Myra, her mysterious urge to fuck becoming almost uncontrollable, needed a time to be alone. She needed these quiet moments for thinking and hanging on and making her spinning universe settle into something she could recognize. This wild point of land seemed not only to defy the shape of reality, but to twist feelings and behavior among whatever humans dared invade it.

Surf curled onto the beach before her, its gray-green wall toppling in slow motion so that she caught herself holding her breath while she waited for the thud that seemed to shake the balcony floor beneath her feet. The dying hiss of each breaker drew itself out like the prolonged sigh that follows orgasm, amplified a thousand-thousand times.

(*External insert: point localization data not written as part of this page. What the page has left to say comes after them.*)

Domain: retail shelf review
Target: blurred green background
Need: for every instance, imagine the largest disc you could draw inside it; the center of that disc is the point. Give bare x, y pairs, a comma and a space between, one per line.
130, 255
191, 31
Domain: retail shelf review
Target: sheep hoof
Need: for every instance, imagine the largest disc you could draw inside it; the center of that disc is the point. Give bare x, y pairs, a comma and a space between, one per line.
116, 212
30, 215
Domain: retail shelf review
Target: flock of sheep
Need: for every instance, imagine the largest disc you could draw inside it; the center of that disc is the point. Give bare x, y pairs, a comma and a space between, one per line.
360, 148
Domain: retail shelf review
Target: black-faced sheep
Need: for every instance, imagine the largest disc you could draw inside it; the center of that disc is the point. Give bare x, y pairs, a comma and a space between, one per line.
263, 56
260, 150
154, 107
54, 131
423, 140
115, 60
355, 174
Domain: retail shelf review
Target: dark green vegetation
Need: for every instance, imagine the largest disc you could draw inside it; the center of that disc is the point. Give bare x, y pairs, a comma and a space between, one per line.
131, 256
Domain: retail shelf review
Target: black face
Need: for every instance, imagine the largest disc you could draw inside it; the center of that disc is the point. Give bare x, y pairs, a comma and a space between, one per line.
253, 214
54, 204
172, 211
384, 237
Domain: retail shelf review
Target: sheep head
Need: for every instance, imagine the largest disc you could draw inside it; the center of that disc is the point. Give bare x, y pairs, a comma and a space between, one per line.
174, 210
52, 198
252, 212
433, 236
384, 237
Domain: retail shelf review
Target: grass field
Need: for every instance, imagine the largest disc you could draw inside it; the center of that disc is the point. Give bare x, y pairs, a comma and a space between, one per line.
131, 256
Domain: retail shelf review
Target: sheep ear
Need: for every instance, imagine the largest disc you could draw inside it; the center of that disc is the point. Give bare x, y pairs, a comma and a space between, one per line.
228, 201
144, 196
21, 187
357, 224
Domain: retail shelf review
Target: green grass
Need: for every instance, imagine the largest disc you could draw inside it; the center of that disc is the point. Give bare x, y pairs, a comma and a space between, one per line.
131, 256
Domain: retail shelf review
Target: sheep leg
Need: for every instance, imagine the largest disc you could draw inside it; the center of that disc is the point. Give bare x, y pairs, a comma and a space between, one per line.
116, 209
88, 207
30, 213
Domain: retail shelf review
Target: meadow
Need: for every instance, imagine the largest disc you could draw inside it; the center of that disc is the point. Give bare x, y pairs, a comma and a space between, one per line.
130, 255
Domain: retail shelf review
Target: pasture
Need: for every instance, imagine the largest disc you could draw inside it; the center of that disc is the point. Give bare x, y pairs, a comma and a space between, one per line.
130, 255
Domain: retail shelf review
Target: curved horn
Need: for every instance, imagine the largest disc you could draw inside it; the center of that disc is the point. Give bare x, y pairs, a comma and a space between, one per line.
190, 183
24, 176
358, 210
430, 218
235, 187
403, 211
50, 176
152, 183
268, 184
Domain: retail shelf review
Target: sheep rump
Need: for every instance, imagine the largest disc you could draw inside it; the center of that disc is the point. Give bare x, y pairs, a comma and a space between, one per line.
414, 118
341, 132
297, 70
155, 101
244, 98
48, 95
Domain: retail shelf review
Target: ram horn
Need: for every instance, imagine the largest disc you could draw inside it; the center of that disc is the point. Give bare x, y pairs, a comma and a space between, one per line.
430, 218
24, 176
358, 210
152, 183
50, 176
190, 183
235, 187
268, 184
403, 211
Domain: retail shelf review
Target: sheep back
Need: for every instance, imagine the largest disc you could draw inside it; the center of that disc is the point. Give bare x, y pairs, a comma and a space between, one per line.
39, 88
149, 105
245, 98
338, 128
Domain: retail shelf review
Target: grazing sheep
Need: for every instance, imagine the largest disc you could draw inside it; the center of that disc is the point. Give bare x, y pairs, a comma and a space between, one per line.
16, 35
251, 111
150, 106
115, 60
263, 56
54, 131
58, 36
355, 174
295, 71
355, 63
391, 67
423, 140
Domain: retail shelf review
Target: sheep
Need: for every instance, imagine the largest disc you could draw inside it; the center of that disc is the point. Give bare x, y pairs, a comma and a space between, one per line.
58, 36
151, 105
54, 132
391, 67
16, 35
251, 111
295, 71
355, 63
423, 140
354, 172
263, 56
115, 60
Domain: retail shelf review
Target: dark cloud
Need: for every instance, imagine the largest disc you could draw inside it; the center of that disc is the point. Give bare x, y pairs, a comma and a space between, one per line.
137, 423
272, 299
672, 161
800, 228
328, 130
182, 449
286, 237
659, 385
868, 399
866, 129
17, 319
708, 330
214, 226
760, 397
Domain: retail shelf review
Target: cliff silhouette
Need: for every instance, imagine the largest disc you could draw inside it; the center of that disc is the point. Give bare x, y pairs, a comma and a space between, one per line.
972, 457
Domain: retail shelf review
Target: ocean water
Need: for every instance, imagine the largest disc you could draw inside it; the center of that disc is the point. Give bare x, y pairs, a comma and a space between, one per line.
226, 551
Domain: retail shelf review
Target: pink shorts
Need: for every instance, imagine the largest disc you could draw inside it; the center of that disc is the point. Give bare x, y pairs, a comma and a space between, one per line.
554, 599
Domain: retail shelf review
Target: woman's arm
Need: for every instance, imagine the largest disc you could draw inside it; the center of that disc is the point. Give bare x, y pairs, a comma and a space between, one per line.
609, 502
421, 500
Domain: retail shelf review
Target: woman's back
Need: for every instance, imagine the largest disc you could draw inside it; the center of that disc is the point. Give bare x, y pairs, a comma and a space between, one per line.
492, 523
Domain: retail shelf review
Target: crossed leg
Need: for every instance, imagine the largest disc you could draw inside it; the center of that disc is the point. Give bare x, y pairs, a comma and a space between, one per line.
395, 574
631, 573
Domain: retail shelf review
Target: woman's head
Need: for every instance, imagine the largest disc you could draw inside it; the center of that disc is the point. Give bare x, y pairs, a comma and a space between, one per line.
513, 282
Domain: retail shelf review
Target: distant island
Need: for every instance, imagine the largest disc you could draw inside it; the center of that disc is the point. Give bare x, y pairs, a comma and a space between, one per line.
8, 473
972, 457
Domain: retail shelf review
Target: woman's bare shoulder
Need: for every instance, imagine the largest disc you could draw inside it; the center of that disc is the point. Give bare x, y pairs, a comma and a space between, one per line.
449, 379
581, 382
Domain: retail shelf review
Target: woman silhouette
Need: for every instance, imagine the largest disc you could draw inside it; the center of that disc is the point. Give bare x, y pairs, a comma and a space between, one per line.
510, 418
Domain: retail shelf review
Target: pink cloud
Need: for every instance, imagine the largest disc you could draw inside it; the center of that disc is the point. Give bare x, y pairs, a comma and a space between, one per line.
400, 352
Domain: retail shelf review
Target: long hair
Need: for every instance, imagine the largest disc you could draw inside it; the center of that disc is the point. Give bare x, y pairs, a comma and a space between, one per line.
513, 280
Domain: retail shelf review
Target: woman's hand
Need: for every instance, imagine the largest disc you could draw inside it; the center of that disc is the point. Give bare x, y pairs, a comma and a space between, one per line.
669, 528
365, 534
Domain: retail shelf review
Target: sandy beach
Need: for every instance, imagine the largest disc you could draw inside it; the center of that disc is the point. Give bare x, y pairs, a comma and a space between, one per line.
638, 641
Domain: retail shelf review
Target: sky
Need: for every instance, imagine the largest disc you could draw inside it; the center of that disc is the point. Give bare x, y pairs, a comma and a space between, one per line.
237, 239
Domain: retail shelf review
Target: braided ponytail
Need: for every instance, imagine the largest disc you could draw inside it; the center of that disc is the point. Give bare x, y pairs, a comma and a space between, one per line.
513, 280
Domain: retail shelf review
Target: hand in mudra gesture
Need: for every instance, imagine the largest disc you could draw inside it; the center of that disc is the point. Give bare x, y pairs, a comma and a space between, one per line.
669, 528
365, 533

And that was the whole problem, she thought. The whole scene throbbed with sex. The harder she tried to escape its erotic message, the more tightly it seemed to enclose her. The pulse of the surf felt like a majestic beat of the climactic waves of contraction. A lone seagull, soaring with motionless wings, reminded her of the full-curved silhouette of her own proud-standing breasts. The spray-laden breeze played over her body with the intimate caresses of a lover.

Where else, she asked herself, would she ever have considered such a weird notion as this: to come out onto the observation deck naked and stare at the scenery? More than anything else about Pulsegate, this behavior of hers was a symbol of the way the place was warping her impulses.

She loved the other two couples; she and Rocky had spent happy hours wondering lazily how many people were lucky enough to enjoy the kind of friendship they had with Leanne and Jim Stokes and Bonnie and Ward Ramos. She had concluded long before that the feeling was love – that mere "liking" could never be as deep and satisfying as the feeling they shared with their friends. But loving could be a nonphysical thing. At least, its physical components could consist of pleasant warmth in the harmless embraces they shared upon meeting or leaving each other and the occasional quick hugs that came spontaneously when delight bubbled over.

What was happening here was not like that innocent fairy tale she and Rocky had been living. Something – maybe it was the isolation from civilization, or the primitive savagery of the landscape, or the chemistry of pure, human nature – was reaching through the social fabric to awaken instincts and desires that must have belonged to prehistoric ancestors of man.

A flicker of movement in the undergrowth beyond the corner of the house to her right snapped the spell. She tensed in momentary panic, cringing inwardly and ready to scramble back into hers and Rocky's bedroom. But she relaxed when she made out the head and shoulders of wolflike Soldier, the strange, surly brute who had survived his master's death and continued to course the wild point in search of intruders.

Bonnie and Ward Ramos had been as surprised as anyone else to find themselves heirs to Pulsegate. Bonnie had known nothing about any recluse uncle, and she had clearly been stunned to learn about the lonely way he had spent the last twenty years of his life.

"A retreat!" Bonnie had exclaimed to the others when the facts had begun to sink in. "We can all use it for a retreat!"

And that idea had sprouted and taken hold until all six felt as if there had been no other alternative. So they were all here, airing the two-story lodge and turning it into a livable place to spend long weekends or vacations.